On Monday, a case against 27 University of Pretoria students, who were charged with violence which erupted at the university’s Hatfield and Groenkloof campuses, was postponed to April 7 for further investigation.
The students were arrested when violence erupted at the two university campuses on Thursday and Friday last week during protests against the institution’s proposed language policy amendment.
Academic activities at the two campuses were suspended on Friday following clashes between AfriForum Youth and Economic Freedom Fighters Student Command (EFFSC) members a day earlier.
The proposals were that English be used as a primary language of instruction in all lectures, and that Afrikaans and Sepedi languages be used for additional support to students in tutorials and practicals.

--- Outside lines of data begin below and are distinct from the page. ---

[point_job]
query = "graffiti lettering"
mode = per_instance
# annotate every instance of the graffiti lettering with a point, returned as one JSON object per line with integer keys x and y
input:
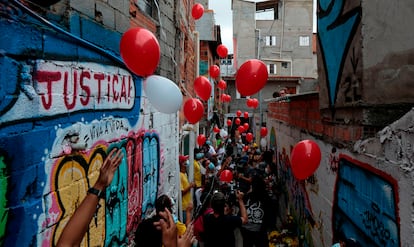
{"x": 375, "y": 227}
{"x": 105, "y": 127}
{"x": 115, "y": 90}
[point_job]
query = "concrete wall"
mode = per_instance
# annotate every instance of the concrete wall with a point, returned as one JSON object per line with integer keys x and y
{"x": 365, "y": 59}
{"x": 363, "y": 187}
{"x": 363, "y": 190}
{"x": 66, "y": 101}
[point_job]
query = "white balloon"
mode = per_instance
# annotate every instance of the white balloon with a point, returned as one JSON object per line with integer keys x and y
{"x": 163, "y": 94}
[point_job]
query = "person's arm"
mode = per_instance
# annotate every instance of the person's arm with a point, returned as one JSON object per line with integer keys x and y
{"x": 188, "y": 238}
{"x": 186, "y": 190}
{"x": 243, "y": 211}
{"x": 168, "y": 228}
{"x": 78, "y": 224}
{"x": 189, "y": 214}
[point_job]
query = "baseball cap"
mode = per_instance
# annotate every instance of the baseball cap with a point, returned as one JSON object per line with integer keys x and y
{"x": 182, "y": 159}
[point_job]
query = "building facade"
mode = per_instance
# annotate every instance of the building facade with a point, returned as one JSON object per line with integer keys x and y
{"x": 362, "y": 120}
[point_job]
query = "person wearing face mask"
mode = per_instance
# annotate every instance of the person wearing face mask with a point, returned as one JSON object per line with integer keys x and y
{"x": 185, "y": 185}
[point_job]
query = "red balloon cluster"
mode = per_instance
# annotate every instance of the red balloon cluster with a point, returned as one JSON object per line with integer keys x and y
{"x": 225, "y": 98}
{"x": 216, "y": 129}
{"x": 214, "y": 71}
{"x": 252, "y": 103}
{"x": 251, "y": 77}
{"x": 263, "y": 131}
{"x": 201, "y": 139}
{"x": 202, "y": 87}
{"x": 193, "y": 110}
{"x": 222, "y": 85}
{"x": 226, "y": 176}
{"x": 237, "y": 121}
{"x": 140, "y": 51}
{"x": 197, "y": 11}
{"x": 249, "y": 137}
{"x": 305, "y": 159}
{"x": 222, "y": 51}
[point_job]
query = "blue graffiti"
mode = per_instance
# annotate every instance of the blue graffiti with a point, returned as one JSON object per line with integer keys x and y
{"x": 335, "y": 31}
{"x": 364, "y": 207}
{"x": 150, "y": 164}
{"x": 117, "y": 206}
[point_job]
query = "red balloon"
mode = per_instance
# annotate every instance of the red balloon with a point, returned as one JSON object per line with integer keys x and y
{"x": 249, "y": 102}
{"x": 214, "y": 71}
{"x": 237, "y": 121}
{"x": 222, "y": 85}
{"x": 222, "y": 51}
{"x": 251, "y": 77}
{"x": 202, "y": 87}
{"x": 249, "y": 137}
{"x": 201, "y": 139}
{"x": 255, "y": 103}
{"x": 140, "y": 51}
{"x": 223, "y": 97}
{"x": 305, "y": 159}
{"x": 193, "y": 110}
{"x": 197, "y": 11}
{"x": 263, "y": 131}
{"x": 226, "y": 176}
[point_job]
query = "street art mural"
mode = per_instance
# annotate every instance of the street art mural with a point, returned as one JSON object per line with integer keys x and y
{"x": 338, "y": 28}
{"x": 365, "y": 206}
{"x": 65, "y": 103}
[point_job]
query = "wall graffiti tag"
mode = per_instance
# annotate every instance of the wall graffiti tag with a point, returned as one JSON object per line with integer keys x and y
{"x": 365, "y": 206}
{"x": 133, "y": 189}
{"x": 336, "y": 30}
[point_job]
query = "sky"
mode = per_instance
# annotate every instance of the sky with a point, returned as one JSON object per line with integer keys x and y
{"x": 223, "y": 16}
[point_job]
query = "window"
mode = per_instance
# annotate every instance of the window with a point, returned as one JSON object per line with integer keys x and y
{"x": 272, "y": 69}
{"x": 267, "y": 10}
{"x": 145, "y": 6}
{"x": 270, "y": 40}
{"x": 303, "y": 40}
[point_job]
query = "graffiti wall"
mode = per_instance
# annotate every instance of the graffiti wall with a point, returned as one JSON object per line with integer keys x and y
{"x": 65, "y": 103}
{"x": 362, "y": 195}
{"x": 340, "y": 55}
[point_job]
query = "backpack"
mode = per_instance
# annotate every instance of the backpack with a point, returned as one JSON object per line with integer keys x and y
{"x": 199, "y": 224}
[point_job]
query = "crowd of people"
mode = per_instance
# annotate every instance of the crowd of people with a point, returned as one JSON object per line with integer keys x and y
{"x": 239, "y": 212}
{"x": 215, "y": 212}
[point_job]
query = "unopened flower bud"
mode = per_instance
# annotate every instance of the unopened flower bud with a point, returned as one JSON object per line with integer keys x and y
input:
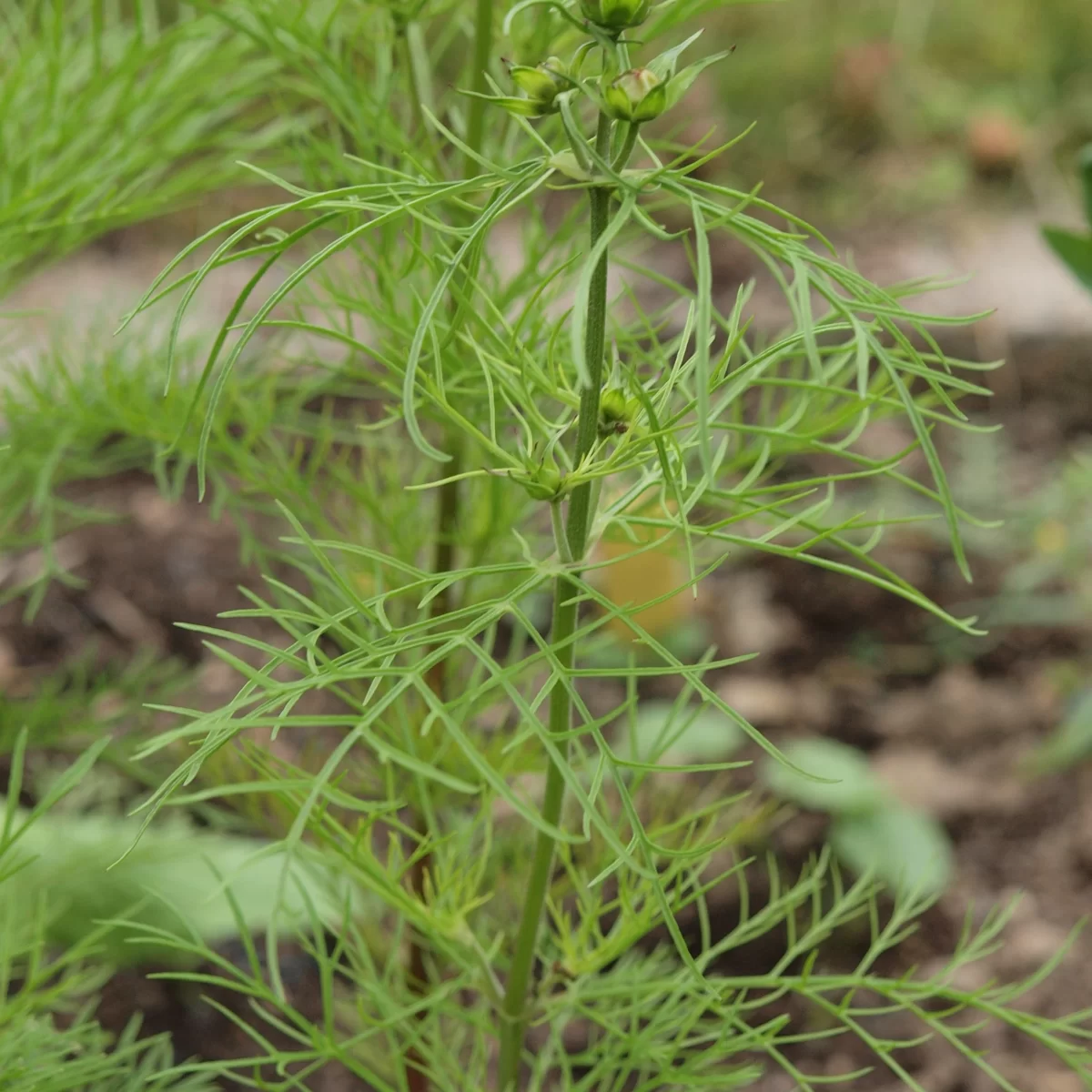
{"x": 544, "y": 483}
{"x": 637, "y": 96}
{"x": 616, "y": 15}
{"x": 543, "y": 83}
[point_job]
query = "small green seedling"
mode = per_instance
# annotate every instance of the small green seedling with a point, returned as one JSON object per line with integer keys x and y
{"x": 1075, "y": 248}
{"x": 905, "y": 849}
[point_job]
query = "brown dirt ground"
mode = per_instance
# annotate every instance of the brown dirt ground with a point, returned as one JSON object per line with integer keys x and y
{"x": 948, "y": 733}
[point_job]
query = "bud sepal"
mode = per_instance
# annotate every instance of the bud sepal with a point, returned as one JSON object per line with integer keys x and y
{"x": 615, "y": 15}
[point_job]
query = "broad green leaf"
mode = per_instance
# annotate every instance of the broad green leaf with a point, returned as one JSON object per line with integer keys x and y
{"x": 835, "y": 779}
{"x": 1070, "y": 743}
{"x": 661, "y": 733}
{"x": 907, "y": 851}
{"x": 170, "y": 875}
{"x": 1075, "y": 250}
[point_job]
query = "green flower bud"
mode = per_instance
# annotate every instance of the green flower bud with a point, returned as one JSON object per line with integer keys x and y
{"x": 616, "y": 413}
{"x": 616, "y": 15}
{"x": 637, "y": 96}
{"x": 544, "y": 483}
{"x": 543, "y": 83}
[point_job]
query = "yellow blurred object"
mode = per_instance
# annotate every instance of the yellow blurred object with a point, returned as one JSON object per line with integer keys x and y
{"x": 639, "y": 576}
{"x": 1051, "y": 536}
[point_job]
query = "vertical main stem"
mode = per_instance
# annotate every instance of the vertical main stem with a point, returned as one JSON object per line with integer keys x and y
{"x": 448, "y": 511}
{"x": 578, "y": 523}
{"x": 483, "y": 49}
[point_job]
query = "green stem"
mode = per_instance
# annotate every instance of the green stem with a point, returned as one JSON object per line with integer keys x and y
{"x": 483, "y": 50}
{"x": 450, "y": 500}
{"x": 566, "y": 605}
{"x": 627, "y": 147}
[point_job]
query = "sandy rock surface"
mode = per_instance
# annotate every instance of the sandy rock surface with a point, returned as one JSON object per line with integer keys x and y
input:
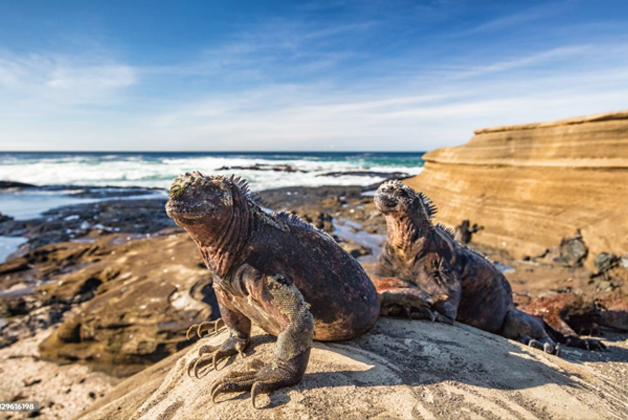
{"x": 62, "y": 391}
{"x": 401, "y": 369}
{"x": 531, "y": 185}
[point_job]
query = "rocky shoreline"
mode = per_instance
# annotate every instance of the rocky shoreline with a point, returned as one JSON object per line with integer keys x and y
{"x": 112, "y": 285}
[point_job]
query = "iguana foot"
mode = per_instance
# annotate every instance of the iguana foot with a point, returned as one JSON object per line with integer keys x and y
{"x": 586, "y": 344}
{"x": 213, "y": 327}
{"x": 262, "y": 379}
{"x": 213, "y": 354}
{"x": 546, "y": 344}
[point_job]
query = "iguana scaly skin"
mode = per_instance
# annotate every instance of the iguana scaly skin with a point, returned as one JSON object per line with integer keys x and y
{"x": 289, "y": 278}
{"x": 463, "y": 284}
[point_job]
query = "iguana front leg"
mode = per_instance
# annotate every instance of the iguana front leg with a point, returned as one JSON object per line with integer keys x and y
{"x": 239, "y": 327}
{"x": 293, "y": 344}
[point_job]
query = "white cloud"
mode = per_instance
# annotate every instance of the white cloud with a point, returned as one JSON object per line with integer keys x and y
{"x": 52, "y": 82}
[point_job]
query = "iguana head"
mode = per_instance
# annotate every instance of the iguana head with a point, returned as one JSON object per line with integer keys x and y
{"x": 396, "y": 199}
{"x": 196, "y": 198}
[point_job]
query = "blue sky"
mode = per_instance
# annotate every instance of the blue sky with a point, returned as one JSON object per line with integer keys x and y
{"x": 289, "y": 75}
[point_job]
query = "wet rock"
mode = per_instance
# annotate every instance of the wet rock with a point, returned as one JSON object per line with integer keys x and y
{"x": 141, "y": 298}
{"x": 282, "y": 167}
{"x": 464, "y": 232}
{"x": 4, "y": 218}
{"x": 372, "y": 174}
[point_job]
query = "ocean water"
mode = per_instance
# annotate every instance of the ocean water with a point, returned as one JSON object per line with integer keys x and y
{"x": 158, "y": 169}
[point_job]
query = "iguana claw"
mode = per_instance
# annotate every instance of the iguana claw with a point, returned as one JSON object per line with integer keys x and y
{"x": 217, "y": 326}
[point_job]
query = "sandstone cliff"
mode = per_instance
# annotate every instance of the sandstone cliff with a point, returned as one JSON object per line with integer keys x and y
{"x": 401, "y": 369}
{"x": 530, "y": 185}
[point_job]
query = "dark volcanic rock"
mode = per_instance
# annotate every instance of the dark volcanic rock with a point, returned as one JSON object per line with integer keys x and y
{"x": 123, "y": 302}
{"x": 281, "y": 167}
{"x": 90, "y": 220}
{"x": 142, "y": 298}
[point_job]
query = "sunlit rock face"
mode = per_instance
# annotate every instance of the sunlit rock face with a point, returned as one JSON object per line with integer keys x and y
{"x": 531, "y": 185}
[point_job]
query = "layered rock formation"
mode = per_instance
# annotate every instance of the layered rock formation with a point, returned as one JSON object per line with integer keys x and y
{"x": 401, "y": 369}
{"x": 531, "y": 185}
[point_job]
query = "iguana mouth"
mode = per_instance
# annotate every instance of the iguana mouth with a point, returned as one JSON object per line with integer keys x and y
{"x": 182, "y": 210}
{"x": 385, "y": 202}
{"x": 185, "y": 201}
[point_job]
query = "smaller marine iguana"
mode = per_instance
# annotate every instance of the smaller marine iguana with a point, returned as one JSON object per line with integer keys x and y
{"x": 464, "y": 285}
{"x": 288, "y": 277}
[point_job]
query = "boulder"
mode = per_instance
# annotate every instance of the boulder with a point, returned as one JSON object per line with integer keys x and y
{"x": 138, "y": 299}
{"x": 400, "y": 369}
{"x": 531, "y": 185}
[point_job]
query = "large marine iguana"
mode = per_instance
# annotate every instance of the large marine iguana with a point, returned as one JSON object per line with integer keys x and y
{"x": 288, "y": 277}
{"x": 465, "y": 285}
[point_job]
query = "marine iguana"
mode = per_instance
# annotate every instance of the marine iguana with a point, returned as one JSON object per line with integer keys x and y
{"x": 464, "y": 285}
{"x": 285, "y": 275}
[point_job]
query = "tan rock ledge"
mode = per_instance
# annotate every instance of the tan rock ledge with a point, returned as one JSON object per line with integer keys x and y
{"x": 401, "y": 369}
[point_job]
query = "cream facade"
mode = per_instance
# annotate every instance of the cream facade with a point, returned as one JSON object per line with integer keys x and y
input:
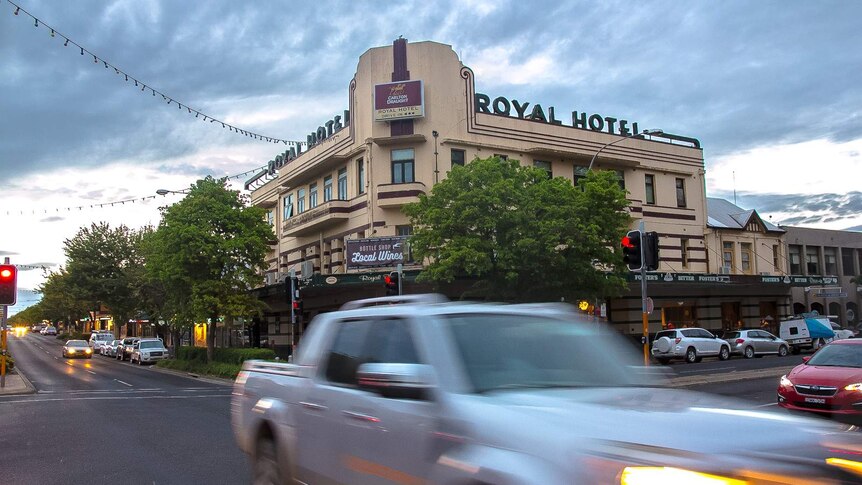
{"x": 352, "y": 181}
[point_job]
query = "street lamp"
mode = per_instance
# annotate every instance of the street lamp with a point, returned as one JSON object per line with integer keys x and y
{"x": 633, "y": 135}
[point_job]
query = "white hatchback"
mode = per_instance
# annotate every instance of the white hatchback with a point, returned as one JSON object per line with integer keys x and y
{"x": 689, "y": 344}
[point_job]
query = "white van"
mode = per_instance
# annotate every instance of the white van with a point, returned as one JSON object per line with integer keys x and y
{"x": 97, "y": 340}
{"x": 806, "y": 333}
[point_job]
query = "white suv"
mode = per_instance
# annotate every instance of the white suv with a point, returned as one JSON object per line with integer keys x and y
{"x": 689, "y": 344}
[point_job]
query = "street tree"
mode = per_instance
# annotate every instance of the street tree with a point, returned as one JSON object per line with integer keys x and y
{"x": 102, "y": 263}
{"x": 208, "y": 251}
{"x": 520, "y": 234}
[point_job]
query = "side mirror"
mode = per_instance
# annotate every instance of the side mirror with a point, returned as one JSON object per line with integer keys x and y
{"x": 400, "y": 381}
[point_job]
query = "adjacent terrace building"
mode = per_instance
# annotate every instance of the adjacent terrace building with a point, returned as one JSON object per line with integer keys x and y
{"x": 414, "y": 112}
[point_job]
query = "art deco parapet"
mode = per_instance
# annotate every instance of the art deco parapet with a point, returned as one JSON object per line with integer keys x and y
{"x": 314, "y": 220}
{"x": 396, "y": 195}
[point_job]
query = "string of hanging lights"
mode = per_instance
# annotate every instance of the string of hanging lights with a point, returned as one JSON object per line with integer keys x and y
{"x": 58, "y": 210}
{"x": 144, "y": 87}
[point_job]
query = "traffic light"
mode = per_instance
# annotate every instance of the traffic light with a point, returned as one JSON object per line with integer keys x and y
{"x": 8, "y": 284}
{"x": 650, "y": 244}
{"x": 631, "y": 244}
{"x": 391, "y": 281}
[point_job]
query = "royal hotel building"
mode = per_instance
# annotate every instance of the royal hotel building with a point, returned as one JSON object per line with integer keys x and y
{"x": 413, "y": 113}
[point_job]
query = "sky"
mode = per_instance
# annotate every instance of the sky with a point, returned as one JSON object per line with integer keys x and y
{"x": 770, "y": 88}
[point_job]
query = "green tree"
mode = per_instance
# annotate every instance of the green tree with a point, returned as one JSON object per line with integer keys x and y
{"x": 207, "y": 252}
{"x": 61, "y": 300}
{"x": 522, "y": 235}
{"x": 102, "y": 264}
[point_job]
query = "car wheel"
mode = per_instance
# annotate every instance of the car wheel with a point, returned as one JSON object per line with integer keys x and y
{"x": 266, "y": 470}
{"x": 691, "y": 355}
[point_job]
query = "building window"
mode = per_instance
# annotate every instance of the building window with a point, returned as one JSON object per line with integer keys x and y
{"x": 288, "y": 206}
{"x": 327, "y": 188}
{"x": 847, "y": 262}
{"x": 360, "y": 176}
{"x": 794, "y": 255}
{"x": 680, "y": 193}
{"x": 580, "y": 174}
{"x": 812, "y": 260}
{"x": 830, "y": 261}
{"x": 300, "y": 201}
{"x": 312, "y": 196}
{"x": 546, "y": 166}
{"x": 683, "y": 252}
{"x": 621, "y": 178}
{"x": 457, "y": 157}
{"x": 649, "y": 186}
{"x": 746, "y": 257}
{"x": 402, "y": 166}
{"x": 727, "y": 256}
{"x": 342, "y": 184}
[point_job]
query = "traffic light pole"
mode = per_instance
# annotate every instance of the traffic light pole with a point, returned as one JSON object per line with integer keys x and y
{"x": 645, "y": 314}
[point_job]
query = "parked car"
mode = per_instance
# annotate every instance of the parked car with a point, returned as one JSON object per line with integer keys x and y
{"x": 828, "y": 382}
{"x": 98, "y": 339}
{"x": 110, "y": 348}
{"x": 806, "y": 333}
{"x": 755, "y": 343}
{"x": 124, "y": 351}
{"x": 689, "y": 344}
{"x": 450, "y": 393}
{"x": 77, "y": 348}
{"x": 148, "y": 350}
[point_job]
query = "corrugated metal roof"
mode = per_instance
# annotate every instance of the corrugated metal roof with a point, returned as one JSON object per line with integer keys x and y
{"x": 723, "y": 214}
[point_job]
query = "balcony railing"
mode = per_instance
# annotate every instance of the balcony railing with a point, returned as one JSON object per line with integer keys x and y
{"x": 313, "y": 220}
{"x": 396, "y": 195}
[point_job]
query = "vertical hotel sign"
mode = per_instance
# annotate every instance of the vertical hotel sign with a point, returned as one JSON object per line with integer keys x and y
{"x": 399, "y": 100}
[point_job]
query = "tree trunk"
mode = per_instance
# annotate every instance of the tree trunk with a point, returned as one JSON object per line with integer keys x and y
{"x": 211, "y": 327}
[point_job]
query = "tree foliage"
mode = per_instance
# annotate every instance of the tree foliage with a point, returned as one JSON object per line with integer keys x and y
{"x": 521, "y": 235}
{"x": 205, "y": 255}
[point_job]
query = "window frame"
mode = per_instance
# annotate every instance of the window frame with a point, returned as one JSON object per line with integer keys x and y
{"x": 403, "y": 167}
{"x": 649, "y": 188}
{"x": 680, "y": 192}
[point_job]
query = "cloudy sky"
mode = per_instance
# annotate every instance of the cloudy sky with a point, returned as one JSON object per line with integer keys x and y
{"x": 771, "y": 88}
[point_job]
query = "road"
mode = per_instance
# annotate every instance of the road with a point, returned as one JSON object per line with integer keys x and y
{"x": 103, "y": 421}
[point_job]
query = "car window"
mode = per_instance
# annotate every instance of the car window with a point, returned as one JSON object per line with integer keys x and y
{"x": 390, "y": 342}
{"x": 344, "y": 358}
{"x": 671, "y": 334}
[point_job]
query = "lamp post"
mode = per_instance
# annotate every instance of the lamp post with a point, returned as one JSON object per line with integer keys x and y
{"x": 633, "y": 135}
{"x": 644, "y": 300}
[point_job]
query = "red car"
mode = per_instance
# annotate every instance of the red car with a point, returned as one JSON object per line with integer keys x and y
{"x": 828, "y": 382}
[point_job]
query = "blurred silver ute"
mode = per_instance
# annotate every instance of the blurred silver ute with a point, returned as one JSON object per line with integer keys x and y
{"x": 419, "y": 390}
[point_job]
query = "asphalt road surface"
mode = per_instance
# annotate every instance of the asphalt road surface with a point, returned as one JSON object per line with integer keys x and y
{"x": 100, "y": 420}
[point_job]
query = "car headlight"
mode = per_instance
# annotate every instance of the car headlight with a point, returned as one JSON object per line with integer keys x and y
{"x": 637, "y": 475}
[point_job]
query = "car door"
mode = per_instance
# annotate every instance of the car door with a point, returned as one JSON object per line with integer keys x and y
{"x": 388, "y": 439}
{"x": 321, "y": 426}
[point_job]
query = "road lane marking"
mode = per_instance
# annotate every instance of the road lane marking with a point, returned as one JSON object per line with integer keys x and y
{"x": 112, "y": 398}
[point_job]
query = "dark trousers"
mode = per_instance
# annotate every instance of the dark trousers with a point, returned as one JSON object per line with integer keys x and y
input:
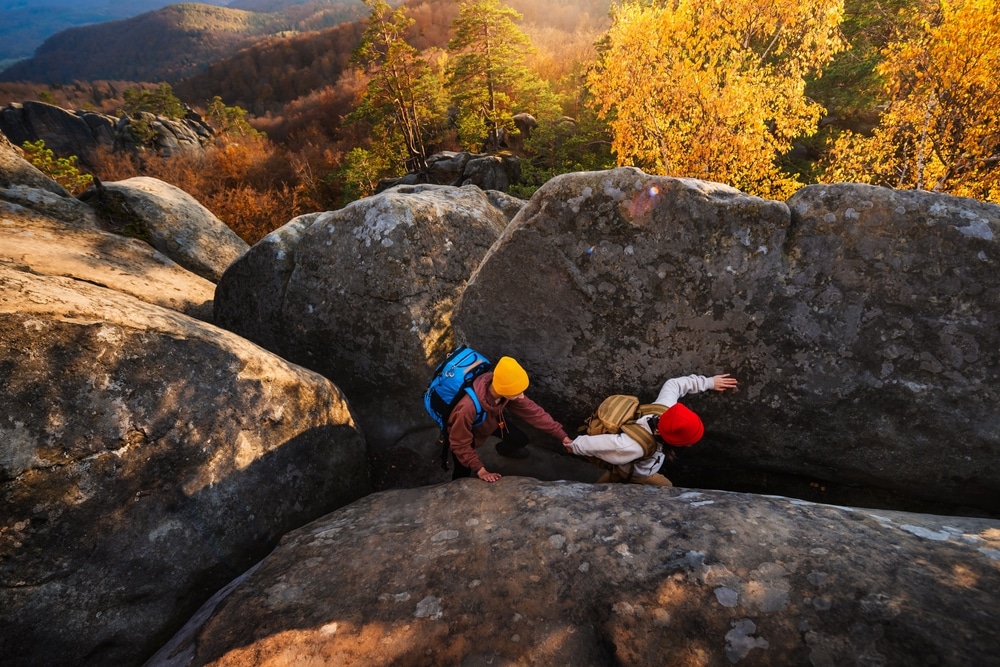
{"x": 511, "y": 437}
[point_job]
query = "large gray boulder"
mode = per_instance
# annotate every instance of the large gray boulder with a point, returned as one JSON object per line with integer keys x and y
{"x": 16, "y": 171}
{"x": 146, "y": 459}
{"x": 45, "y": 230}
{"x": 617, "y": 280}
{"x": 863, "y": 323}
{"x": 170, "y": 220}
{"x": 525, "y": 572}
{"x": 251, "y": 292}
{"x": 368, "y": 303}
{"x": 48, "y": 246}
{"x": 885, "y": 346}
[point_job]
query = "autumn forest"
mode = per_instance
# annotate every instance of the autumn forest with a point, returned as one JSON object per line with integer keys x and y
{"x": 763, "y": 95}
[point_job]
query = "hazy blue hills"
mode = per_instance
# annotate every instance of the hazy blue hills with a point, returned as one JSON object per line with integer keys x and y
{"x": 167, "y": 43}
{"x": 25, "y": 24}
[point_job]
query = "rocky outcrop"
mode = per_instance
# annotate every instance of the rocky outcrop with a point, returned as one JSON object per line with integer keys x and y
{"x": 486, "y": 171}
{"x": 863, "y": 323}
{"x": 49, "y": 247}
{"x": 369, "y": 300}
{"x": 170, "y": 220}
{"x": 49, "y": 233}
{"x": 147, "y": 459}
{"x": 16, "y": 171}
{"x": 166, "y": 136}
{"x": 524, "y": 572}
{"x": 82, "y": 133}
{"x": 251, "y": 292}
{"x": 65, "y": 132}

However, some student organisations such as the Pan Africanist Student Movement of Azania (PASMA), EFFSC and South African Students Congress (SASCO) indicated that they were not happy with the proposed amendments and want English to be used as the only medium of instruction in the institution’s academic activities.
The arrested students, who are facing charges of public violence, trespassing and malicious damage to property were released on bail.
Meanwhile, a building was torched at the North West University in Mafikeng.